Glucocorticoids administered by inhalation or an oral route are the effective treatment for asthma. However, 5–10% patients of asthma do not respond to glucocorticoid therapy.1,2) Animal models are indispensable for investigating the mechanisms underlying the pathogenesis of steroid-resistant asthma and developing new anti-asthma drugs; however, the majority of murine models respond well to glucocorticoids.3) Therefore, we established a murine model of steroid-insensitive asthma by intratracheal administration of a high dose (500 µg/animal) of ovalbumin (OVA) in sensitized mice, and compared the pathogenesis with a steroid-sensitive model, in which a low dose (5 µg/animal) of OVA was administered.4) In the steroid-insensitive model, development of airway eosinophilia and airway remodeling was not suppressed by a daily treatment with dexamethasone.4) On the other hand, the airway hyperresponsiveness (AHR) test is important for diagnosing asthma. AHR is generally assessed by exposing patients to increasing doses of a bronchoconstrictive agent, and measuring airway parameters.5)

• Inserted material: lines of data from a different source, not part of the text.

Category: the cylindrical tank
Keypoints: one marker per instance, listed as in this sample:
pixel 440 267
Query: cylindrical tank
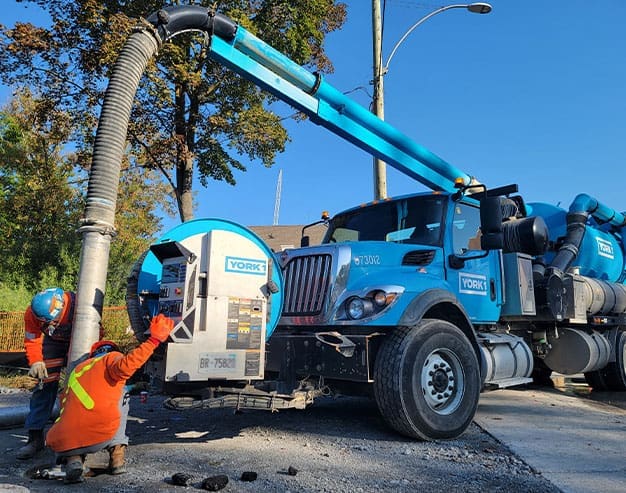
pixel 506 357
pixel 604 298
pixel 575 351
pixel 600 254
pixel 149 272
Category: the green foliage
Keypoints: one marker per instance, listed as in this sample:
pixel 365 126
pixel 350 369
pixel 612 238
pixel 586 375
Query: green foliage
pixel 42 202
pixel 14 298
pixel 190 112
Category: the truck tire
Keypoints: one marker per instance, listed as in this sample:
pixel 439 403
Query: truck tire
pixel 613 376
pixel 427 380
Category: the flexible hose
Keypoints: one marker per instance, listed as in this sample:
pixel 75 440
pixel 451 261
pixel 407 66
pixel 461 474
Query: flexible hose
pixel 112 127
pixel 99 222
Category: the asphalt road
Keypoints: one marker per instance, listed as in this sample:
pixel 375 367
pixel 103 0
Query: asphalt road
pixel 532 440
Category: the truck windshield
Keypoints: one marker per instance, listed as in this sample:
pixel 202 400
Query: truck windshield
pixel 416 219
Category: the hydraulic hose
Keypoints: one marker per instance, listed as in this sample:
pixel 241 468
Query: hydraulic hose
pixel 581 208
pixel 98 224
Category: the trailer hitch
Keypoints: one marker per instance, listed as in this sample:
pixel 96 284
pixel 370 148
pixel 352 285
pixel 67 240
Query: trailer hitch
pixel 341 343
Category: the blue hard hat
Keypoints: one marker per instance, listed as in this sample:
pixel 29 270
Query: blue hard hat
pixel 47 305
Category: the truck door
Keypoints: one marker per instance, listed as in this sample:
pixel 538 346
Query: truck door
pixel 477 283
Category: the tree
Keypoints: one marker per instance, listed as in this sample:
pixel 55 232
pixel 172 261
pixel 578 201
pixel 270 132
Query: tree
pixel 43 199
pixel 188 110
pixel 39 211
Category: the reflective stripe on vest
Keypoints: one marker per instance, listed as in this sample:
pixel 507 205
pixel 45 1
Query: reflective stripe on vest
pixel 73 384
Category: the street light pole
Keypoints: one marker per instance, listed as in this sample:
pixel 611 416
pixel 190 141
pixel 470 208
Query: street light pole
pixel 378 102
pixel 380 70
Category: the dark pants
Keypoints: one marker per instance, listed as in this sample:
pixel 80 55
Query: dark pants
pixel 41 406
pixel 120 437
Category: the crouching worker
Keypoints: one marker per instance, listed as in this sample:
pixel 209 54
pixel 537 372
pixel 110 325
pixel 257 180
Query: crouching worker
pixel 93 412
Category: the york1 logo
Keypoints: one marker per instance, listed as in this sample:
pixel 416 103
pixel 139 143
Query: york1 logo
pixel 472 284
pixel 605 249
pixel 246 266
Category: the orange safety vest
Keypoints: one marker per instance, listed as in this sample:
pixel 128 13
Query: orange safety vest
pixel 90 412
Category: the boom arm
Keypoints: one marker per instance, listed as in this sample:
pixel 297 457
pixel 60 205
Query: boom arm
pixel 258 62
pixel 247 55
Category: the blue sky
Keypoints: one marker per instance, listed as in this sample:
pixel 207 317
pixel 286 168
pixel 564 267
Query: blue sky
pixel 532 93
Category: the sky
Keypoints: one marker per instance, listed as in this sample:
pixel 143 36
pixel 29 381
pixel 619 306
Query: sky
pixel 533 93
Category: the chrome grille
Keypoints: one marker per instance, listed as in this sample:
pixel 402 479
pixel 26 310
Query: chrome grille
pixel 306 284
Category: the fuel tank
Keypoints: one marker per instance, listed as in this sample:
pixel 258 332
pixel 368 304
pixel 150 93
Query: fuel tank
pixel 601 254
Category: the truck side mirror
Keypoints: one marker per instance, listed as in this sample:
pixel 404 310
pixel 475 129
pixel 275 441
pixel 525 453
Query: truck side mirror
pixel 491 224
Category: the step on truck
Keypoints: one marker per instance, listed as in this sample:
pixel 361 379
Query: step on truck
pixel 420 302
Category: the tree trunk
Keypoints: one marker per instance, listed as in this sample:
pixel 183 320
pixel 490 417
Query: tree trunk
pixel 184 183
pixel 184 159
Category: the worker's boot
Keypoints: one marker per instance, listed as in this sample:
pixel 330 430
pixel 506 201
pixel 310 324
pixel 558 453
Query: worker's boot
pixel 35 444
pixel 116 459
pixel 74 469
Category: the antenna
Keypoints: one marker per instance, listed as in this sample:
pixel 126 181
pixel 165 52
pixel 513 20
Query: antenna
pixel 277 202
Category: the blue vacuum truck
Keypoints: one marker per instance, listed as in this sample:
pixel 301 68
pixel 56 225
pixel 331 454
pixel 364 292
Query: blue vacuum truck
pixel 420 302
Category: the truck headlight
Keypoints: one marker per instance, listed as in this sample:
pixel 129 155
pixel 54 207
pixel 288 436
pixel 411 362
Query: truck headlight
pixel 358 308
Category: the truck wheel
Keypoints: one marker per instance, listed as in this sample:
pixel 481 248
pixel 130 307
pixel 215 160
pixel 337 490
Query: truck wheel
pixel 427 380
pixel 613 376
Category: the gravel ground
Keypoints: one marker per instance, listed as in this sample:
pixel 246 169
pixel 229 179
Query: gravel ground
pixel 337 445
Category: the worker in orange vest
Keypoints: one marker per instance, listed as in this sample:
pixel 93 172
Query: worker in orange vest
pixel 48 328
pixel 92 415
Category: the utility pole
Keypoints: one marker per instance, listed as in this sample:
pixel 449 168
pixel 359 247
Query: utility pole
pixel 378 103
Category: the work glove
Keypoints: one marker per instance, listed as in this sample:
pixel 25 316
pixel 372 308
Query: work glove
pixel 38 370
pixel 160 327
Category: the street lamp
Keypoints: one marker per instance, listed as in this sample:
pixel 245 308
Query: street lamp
pixel 380 172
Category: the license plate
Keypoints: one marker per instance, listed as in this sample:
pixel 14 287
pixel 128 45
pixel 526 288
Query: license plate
pixel 217 363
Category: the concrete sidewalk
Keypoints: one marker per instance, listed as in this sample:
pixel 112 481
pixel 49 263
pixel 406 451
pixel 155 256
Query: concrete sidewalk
pixel 576 443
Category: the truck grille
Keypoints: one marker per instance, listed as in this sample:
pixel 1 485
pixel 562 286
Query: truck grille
pixel 306 284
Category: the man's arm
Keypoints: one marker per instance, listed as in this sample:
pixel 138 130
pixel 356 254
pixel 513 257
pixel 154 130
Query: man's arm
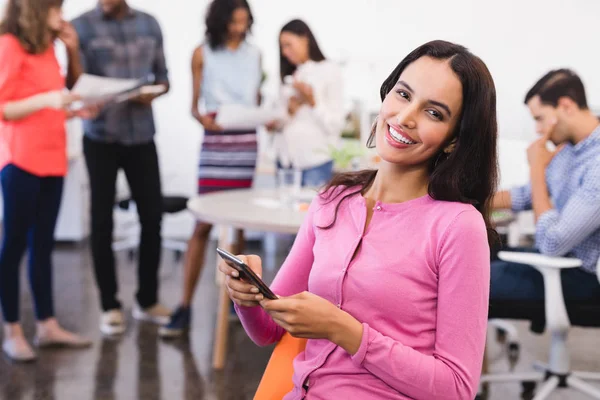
pixel 558 233
pixel 540 197
pixel 159 69
pixel 74 68
pixel 71 36
pixel 161 75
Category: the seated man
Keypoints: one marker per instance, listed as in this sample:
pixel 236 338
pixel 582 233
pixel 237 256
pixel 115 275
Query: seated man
pixel 564 193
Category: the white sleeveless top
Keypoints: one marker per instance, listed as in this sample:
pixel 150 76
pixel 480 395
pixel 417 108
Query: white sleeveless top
pixel 230 76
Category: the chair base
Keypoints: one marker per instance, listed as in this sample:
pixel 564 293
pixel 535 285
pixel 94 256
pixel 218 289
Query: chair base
pixel 551 381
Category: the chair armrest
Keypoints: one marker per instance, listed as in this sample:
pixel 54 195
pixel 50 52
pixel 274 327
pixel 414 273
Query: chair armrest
pixel 557 318
pixel 540 260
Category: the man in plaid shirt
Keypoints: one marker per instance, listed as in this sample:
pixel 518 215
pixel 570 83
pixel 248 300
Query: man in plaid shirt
pixel 120 42
pixel 564 193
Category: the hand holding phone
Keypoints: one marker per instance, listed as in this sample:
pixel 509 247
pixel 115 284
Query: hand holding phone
pixel 250 289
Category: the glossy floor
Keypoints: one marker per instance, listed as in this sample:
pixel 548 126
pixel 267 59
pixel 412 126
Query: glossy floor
pixel 141 366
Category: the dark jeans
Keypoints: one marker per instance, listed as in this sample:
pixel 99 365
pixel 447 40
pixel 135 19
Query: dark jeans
pixel 31 205
pixel 517 291
pixel 140 164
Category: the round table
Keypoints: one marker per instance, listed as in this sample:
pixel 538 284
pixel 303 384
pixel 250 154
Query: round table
pixel 235 211
pixel 256 209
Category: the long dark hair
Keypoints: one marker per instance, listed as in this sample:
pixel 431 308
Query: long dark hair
pixel 469 173
pixel 27 20
pixel 298 28
pixel 218 18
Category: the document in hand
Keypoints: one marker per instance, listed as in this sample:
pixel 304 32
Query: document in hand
pixel 103 90
pixel 237 117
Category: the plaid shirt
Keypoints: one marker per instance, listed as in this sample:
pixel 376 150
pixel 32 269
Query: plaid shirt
pixel 573 226
pixel 127 48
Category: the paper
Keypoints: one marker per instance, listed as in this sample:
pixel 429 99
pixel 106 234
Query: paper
pixel 237 117
pixel 102 90
pixel 92 86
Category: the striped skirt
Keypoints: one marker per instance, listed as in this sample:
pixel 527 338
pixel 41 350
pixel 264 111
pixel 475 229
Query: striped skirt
pixel 227 160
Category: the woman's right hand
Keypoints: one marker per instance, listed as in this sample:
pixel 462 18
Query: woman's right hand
pixel 241 292
pixel 273 126
pixel 208 122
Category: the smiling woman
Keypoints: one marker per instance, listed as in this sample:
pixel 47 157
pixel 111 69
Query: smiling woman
pixel 399 309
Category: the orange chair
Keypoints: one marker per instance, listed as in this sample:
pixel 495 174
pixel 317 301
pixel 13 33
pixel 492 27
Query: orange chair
pixel 277 378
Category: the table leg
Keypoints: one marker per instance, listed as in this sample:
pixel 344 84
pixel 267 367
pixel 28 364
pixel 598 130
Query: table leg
pixel 222 325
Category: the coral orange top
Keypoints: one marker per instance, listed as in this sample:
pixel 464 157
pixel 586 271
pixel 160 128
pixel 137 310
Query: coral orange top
pixel 37 143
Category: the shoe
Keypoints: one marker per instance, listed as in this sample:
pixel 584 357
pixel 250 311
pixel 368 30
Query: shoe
pixel 179 323
pixel 75 342
pixel 157 314
pixel 17 353
pixel 112 322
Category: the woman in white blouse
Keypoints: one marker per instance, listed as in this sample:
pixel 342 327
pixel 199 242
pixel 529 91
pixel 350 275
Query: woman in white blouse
pixel 312 93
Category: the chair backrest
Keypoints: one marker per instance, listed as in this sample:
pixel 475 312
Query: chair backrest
pixel 277 378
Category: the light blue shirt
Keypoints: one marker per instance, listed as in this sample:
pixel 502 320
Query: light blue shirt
pixel 572 227
pixel 230 76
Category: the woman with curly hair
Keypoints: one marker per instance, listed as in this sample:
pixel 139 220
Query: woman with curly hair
pixel 226 69
pixel 33 163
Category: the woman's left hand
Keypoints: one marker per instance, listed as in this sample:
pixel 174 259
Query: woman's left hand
pixel 303 315
pixel 306 92
pixel 306 315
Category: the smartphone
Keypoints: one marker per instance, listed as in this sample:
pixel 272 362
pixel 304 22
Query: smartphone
pixel 246 273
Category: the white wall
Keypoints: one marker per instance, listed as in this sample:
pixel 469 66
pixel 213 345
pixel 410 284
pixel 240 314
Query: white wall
pixel 519 41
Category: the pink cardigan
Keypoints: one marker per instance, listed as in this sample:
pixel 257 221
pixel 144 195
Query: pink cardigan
pixel 419 284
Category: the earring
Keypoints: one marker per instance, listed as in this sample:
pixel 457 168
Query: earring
pixel 450 148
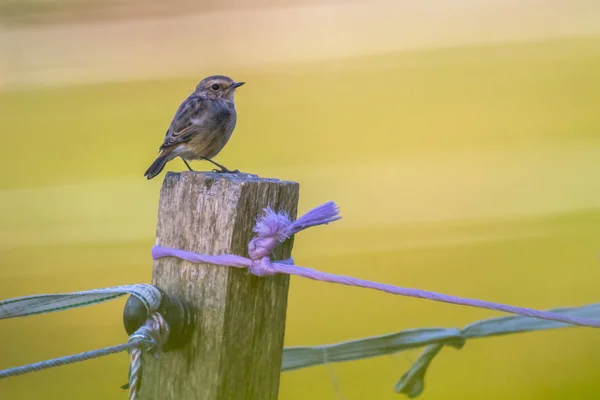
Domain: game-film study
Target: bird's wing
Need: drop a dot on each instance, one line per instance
(183, 127)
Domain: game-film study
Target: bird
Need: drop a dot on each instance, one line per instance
(201, 127)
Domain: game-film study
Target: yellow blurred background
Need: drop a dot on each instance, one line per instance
(460, 140)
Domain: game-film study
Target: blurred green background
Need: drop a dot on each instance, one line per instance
(468, 170)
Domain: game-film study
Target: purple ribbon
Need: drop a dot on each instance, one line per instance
(273, 228)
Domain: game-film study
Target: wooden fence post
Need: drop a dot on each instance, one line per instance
(236, 346)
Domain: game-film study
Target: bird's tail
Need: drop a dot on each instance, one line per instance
(157, 166)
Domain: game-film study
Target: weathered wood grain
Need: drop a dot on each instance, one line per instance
(235, 349)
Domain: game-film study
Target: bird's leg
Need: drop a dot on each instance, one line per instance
(223, 168)
(187, 165)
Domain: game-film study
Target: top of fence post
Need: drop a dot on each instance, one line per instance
(236, 346)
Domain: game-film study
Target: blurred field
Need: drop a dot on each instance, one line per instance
(470, 171)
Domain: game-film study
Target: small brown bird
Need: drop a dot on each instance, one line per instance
(201, 126)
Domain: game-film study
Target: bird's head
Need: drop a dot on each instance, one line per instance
(218, 87)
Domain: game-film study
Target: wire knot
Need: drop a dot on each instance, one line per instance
(150, 337)
(273, 228)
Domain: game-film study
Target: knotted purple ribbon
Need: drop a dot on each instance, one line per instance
(273, 228)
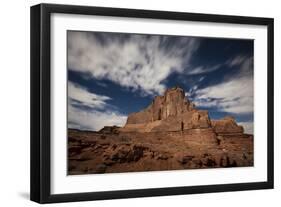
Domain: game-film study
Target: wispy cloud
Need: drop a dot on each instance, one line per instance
(80, 95)
(234, 95)
(94, 118)
(203, 69)
(139, 62)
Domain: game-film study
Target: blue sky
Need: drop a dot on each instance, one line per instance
(112, 74)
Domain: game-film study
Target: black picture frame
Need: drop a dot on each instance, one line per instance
(41, 98)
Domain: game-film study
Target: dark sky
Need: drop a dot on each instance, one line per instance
(112, 74)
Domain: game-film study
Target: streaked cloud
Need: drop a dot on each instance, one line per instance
(139, 62)
(234, 95)
(98, 114)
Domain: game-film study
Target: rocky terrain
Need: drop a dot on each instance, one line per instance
(170, 134)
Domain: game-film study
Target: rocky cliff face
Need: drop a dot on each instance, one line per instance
(170, 134)
(174, 112)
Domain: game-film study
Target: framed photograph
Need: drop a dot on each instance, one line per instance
(132, 103)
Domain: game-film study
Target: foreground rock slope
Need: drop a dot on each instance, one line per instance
(170, 134)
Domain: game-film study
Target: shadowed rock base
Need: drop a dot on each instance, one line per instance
(170, 134)
(92, 152)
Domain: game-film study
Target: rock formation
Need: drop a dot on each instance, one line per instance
(170, 134)
(174, 112)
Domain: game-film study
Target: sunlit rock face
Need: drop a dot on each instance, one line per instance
(174, 112)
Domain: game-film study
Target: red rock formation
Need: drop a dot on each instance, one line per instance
(227, 125)
(170, 134)
(174, 112)
(171, 112)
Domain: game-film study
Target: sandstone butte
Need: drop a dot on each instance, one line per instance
(174, 112)
(170, 134)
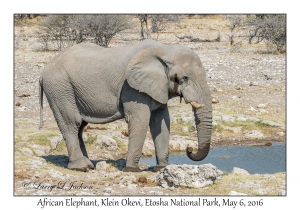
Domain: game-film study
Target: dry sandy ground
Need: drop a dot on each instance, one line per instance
(244, 80)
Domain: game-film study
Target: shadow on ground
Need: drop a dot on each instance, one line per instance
(63, 160)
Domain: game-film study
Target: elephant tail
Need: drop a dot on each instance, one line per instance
(41, 90)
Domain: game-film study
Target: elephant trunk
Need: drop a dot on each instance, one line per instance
(203, 120)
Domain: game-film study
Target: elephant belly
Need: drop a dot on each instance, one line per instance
(99, 110)
(98, 120)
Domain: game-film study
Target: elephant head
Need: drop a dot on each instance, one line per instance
(167, 71)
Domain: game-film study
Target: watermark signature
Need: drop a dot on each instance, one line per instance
(61, 185)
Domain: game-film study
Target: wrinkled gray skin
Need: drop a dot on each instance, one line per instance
(90, 84)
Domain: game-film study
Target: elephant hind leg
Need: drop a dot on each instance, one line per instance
(71, 125)
(160, 131)
(82, 146)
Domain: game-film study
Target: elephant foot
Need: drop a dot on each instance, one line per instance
(132, 169)
(82, 164)
(157, 168)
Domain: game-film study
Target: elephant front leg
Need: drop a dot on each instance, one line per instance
(137, 117)
(160, 131)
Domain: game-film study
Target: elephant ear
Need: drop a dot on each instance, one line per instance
(146, 72)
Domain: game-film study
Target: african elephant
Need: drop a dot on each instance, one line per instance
(90, 84)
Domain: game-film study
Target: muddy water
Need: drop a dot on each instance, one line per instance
(254, 159)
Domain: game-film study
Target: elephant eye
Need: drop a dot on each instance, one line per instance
(185, 77)
(176, 79)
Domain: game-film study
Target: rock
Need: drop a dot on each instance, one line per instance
(214, 101)
(282, 193)
(234, 193)
(120, 164)
(22, 108)
(186, 120)
(102, 166)
(253, 84)
(217, 118)
(37, 163)
(234, 129)
(131, 186)
(142, 179)
(112, 126)
(41, 150)
(179, 143)
(263, 111)
(271, 123)
(254, 119)
(107, 142)
(262, 105)
(242, 118)
(185, 129)
(84, 137)
(126, 180)
(253, 134)
(214, 123)
(239, 171)
(55, 141)
(252, 109)
(188, 175)
(227, 118)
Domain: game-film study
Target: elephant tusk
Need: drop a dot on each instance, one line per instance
(196, 105)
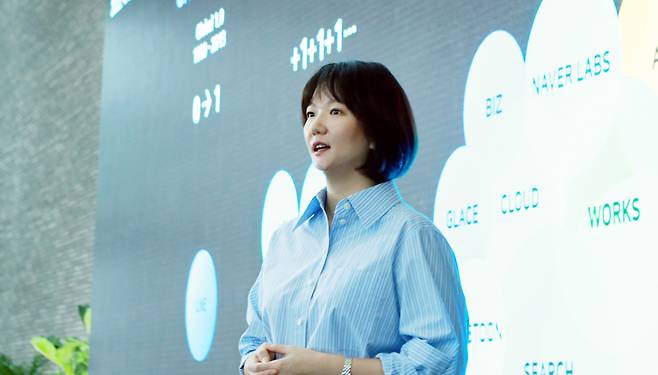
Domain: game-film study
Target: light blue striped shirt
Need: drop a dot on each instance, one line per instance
(381, 282)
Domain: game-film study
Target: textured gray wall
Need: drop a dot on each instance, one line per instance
(50, 86)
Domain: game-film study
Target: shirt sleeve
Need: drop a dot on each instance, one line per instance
(433, 316)
(257, 329)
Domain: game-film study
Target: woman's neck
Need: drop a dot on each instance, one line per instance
(339, 187)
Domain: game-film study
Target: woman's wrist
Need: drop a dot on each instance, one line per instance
(331, 364)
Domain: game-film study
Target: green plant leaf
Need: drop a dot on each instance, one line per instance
(46, 348)
(85, 314)
(5, 370)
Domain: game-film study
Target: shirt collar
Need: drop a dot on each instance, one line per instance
(369, 204)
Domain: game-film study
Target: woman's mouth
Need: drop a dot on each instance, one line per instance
(319, 148)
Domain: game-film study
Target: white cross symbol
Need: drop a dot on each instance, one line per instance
(329, 41)
(294, 60)
(312, 50)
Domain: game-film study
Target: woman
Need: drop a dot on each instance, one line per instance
(360, 283)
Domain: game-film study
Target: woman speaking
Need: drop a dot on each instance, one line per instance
(360, 283)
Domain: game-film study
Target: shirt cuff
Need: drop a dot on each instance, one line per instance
(243, 360)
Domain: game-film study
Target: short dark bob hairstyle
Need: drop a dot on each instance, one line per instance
(381, 108)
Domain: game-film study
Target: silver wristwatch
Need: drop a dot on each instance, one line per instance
(347, 367)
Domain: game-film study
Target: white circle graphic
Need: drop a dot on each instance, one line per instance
(201, 305)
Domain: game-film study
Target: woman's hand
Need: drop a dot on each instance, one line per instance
(259, 356)
(297, 361)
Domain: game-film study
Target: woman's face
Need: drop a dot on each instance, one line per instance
(335, 140)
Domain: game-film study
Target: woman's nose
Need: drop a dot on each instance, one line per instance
(317, 127)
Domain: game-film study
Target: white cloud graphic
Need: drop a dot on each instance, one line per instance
(548, 138)
(281, 203)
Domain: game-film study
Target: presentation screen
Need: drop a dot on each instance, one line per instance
(536, 121)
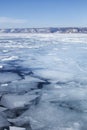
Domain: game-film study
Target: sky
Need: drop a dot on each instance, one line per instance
(43, 13)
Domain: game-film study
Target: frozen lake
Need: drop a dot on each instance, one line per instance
(43, 81)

Lung fibrosis has been suggested as one of the causes of AHR6) because fibrotic changes in lung tissue induce a loss of elasticity. We previously reported the induction of lung fibrosis in the 500-µg OVA model, but not in the 5-µg OVA model, and showed that fibrosis was insensitive to dexamethasone.4) Components of extracellular matrix (ECM), including collagen, fibronectin, elastin, and laminin, are deposited in fibrotic lung tissue.7) The degradation and deposition of ECM are induced by matrix metalloproteinases (MMPs) and tissue inhibitors of metalloproteinases (TIMPs), respectively.8) Additionally, pro-fibrotic factors of the transforming growth factor (TGF) β superfamily have been shown to promote the production of collagens through increases in myofibroblasts.9) Therefore, the present study also examined steroid-insensitive genes encoding ECM components and pro-fibrotic factors in the lung.
The aims of the present study were as follows: 1) to clarify whether AHR in the 5- and 500-µg OVA models is also insensitive and sensitive to a steroid, respectively, and 2) to identify the steroid-insensitive genes encoding ECM components and pro-fibrotic factors in the lung. The present results will contribute to the identification of targeting molecules for the development of new pharmacotherapies for steroid-resistant asthma associated with lung fibrosis and AHR.
As previously reported,4) 5-week-old BALB/c mice (Japan SLC, Hamamatsu, Japan) were sensitized by intraperitoneal injections of OVA (Grade V; Sigma-Aldrich, St. Louis, MO, U.S.A.) +Al(OH)3 on days 0, 14, and 28. Sensitized mice were then intratracheally challenged with OVA at 5 or 500 µg/animal on days 35, 36, 37, and 40 under inhalation anesthesia with isoflurane. Dexamethasone 21-phosphate (Sigma-Aldrich) was intraperitoneally administered once a day during the OVA challenges at 1 mg/kg. This animal study was approved by the Experimental Animal Research Committee of Setsunan University, and performed in accordance with the experimental animal guidelines of Setsunan University and the Japanese Ministry of Education, Culture, Sports, Science and Technology.
Measurement of AHRAHR to methacholine was measured by forced oscillation technique using FlexiVent (Scireq, Montreal, QC, Canada) according to our previous study.10) Twenty-four hours after the 4th challenge, mice were intraperitoneally anesthetized by pentobarbital (70 mg/kg) and xylazine (12 mg/kg). Under artificial ventilation, mice were challenged with methacholine mist. After each methacholine challenge, resistance (Rrs), elasticity (Ers) and compliance (Crs) of the respiratory system were assessed.
Total RNA Sequencing and BioinformaticsTwenty-four hours after the 4th challenge, lung tissue was isolated under the anesthesia. Extraction and sequencing of total RNA, and bioinformatics were conducted as previously reported.7) Differences were considered to be significant when the q-value <0.05.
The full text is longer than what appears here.